A very cool by-product of this adventure is that the 1-2 weeks spent on researching and implementing that, I was able to pick up how to set up authentication and authorization in a Flask application in a matter of minutes. Flask has a somewhat similar extension called Flask-Login, which performs a job like Gorilla sessions. Having the safe storage of a user credentials on a browser, all I had to do was add a password checking routine and a hashing routine using py-bcrypt. Without having gone through the adventure with golang, this would have taken me ages longer.

The most important thing this taught me was the importance of two things - being able to quickly test an idea and user experience. UX actually will shape the way code works, so from now I'll apply a design-first approach to applications. The method I'm going with now is to set expectation and make simple wireframes for an application before I set down any code. I'm also checking out some resources on general design to get a better feel of how folks interact with things and how to make it easier for them.

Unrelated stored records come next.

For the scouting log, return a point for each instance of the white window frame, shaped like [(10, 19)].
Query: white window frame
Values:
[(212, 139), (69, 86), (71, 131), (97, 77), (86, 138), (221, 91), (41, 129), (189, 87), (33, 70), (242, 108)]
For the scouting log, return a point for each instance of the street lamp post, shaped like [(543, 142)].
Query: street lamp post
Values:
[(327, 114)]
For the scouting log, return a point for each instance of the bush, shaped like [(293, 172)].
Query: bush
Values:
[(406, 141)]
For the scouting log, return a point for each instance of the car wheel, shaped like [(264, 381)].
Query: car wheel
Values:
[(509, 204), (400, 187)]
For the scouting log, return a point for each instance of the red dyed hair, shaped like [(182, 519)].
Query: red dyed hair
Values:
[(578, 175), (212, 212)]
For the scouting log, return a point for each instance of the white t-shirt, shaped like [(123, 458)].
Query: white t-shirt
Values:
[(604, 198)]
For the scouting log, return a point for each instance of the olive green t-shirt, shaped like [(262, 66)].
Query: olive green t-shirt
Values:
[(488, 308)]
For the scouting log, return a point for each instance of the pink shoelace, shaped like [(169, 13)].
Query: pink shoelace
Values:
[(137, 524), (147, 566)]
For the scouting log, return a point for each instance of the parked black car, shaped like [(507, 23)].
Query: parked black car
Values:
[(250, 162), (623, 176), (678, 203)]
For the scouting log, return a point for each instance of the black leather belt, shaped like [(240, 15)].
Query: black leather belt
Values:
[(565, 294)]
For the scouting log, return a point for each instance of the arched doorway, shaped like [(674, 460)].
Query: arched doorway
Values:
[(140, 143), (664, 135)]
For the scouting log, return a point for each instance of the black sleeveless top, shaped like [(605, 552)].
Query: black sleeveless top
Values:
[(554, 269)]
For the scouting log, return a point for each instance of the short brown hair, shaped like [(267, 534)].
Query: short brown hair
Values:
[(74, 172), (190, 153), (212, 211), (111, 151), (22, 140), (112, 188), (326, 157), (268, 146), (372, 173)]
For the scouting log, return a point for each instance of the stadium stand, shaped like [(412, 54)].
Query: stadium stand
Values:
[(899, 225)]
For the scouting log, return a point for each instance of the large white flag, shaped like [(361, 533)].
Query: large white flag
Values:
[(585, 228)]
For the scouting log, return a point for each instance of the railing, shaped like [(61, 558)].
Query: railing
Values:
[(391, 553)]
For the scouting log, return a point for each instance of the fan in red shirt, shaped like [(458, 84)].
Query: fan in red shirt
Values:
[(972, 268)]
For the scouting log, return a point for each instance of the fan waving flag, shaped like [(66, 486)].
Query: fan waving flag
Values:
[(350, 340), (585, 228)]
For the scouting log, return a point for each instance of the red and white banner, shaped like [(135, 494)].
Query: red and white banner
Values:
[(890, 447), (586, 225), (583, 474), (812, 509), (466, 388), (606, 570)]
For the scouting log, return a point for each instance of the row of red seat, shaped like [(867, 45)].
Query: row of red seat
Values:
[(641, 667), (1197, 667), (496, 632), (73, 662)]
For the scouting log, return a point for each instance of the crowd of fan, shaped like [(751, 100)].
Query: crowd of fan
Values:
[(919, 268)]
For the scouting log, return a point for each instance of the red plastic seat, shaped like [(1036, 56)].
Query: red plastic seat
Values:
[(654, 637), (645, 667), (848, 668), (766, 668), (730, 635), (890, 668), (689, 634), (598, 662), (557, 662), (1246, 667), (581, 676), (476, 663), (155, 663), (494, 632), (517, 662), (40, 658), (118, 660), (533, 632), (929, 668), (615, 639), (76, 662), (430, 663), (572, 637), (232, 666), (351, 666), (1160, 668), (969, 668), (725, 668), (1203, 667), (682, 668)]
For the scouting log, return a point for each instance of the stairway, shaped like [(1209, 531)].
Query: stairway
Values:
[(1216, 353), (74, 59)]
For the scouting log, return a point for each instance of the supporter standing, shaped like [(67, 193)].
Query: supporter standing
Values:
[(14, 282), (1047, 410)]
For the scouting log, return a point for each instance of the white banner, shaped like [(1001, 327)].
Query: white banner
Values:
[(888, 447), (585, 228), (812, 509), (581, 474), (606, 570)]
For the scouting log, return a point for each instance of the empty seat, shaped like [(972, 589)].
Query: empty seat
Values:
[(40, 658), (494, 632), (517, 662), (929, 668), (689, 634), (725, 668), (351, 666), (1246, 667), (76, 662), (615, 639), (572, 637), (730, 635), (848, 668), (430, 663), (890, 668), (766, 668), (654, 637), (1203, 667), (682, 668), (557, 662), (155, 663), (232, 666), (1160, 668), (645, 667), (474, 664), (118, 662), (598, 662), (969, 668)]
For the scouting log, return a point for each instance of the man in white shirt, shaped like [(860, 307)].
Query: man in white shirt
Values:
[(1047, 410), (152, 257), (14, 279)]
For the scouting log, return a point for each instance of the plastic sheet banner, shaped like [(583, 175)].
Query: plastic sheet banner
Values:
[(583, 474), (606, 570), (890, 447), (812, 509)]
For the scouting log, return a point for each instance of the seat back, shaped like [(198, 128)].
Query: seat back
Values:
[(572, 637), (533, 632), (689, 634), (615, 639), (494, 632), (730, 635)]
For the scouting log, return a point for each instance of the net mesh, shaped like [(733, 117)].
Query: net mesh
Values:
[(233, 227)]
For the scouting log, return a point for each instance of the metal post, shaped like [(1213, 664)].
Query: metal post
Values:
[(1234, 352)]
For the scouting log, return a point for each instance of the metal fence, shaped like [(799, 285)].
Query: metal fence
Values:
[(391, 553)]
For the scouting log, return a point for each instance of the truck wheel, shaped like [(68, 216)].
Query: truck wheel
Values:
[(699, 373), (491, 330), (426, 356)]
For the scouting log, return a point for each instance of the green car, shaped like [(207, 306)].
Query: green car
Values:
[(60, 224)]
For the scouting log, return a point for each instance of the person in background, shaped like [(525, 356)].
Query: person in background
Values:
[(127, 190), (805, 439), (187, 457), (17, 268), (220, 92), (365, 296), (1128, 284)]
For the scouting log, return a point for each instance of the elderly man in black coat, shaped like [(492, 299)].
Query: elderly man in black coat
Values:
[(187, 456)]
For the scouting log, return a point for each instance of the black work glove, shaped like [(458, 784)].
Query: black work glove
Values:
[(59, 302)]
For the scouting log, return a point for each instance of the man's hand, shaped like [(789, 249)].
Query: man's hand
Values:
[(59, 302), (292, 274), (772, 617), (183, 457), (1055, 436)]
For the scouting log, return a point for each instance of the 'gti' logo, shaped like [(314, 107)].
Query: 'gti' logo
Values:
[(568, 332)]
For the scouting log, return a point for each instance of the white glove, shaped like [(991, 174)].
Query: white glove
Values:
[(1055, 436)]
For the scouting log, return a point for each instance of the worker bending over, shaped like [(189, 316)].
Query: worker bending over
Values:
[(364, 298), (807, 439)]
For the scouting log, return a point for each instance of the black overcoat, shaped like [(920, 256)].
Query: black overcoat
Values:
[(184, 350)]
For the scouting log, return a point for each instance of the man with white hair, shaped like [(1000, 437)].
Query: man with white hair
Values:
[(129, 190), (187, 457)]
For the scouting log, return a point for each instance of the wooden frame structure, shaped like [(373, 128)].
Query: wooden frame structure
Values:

As for testing out ideas - if I knew that the VLC web plugin crashes for files served with Golang's file-serving function, I wouldn't have sunk so much time working on something that doesn't work in the end. This shows the importance of prototyping things that I haven't worked with earlier. It would have been dreadfully simply to test this out, probably under 30 minutes, and would have saved me a good 20-30 hours of development time. But then, had I not made this mistake, would I have learned this valuable lesson?